Methods: Data on VA treatment costs incurred by participants were obtained from the VA's Decision Support System for all utilization except certain intervention activities which were tracked in a separate database. Outcome data were from a cluster-randomized trial of a collaborative intervention for chronic pain among 401 primary care patients at a VA medical center. Intervention group participants received assessments and care management; stepped-care components were offered to patients requiring more specialized care.
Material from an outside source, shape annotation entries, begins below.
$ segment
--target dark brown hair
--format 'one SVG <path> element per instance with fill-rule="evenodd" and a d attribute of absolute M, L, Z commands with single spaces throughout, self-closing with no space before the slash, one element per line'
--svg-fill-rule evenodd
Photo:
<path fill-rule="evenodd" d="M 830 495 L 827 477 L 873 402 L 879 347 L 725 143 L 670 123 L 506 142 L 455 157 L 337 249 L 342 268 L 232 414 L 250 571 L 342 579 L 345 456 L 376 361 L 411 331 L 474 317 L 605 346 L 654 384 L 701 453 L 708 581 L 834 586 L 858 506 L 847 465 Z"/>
The main outcome measure was pain disability-free days (PDFDs), calculated from Roland-Morris Disability Questionnaire scores.
Results: Participants in the intervention group experienced an average of 16 additional PDFDs over the 12-month follow-up window as compared with usual care participants; this came at an adjusted incremental cost of $364 per PDFD for a typical participant. Important predictors of costs were baseline medical comorbidities, depression severity, and prior year's treatment costs.
Conclusions: This collaborative intervention resulted in more pain disability-free days and was more expensive than usual care. Further research is necessary to identify if the intervention is more cost-effective for some patient subgroups and to learn whether pain improvements and higher costs persist after the intervention has ended.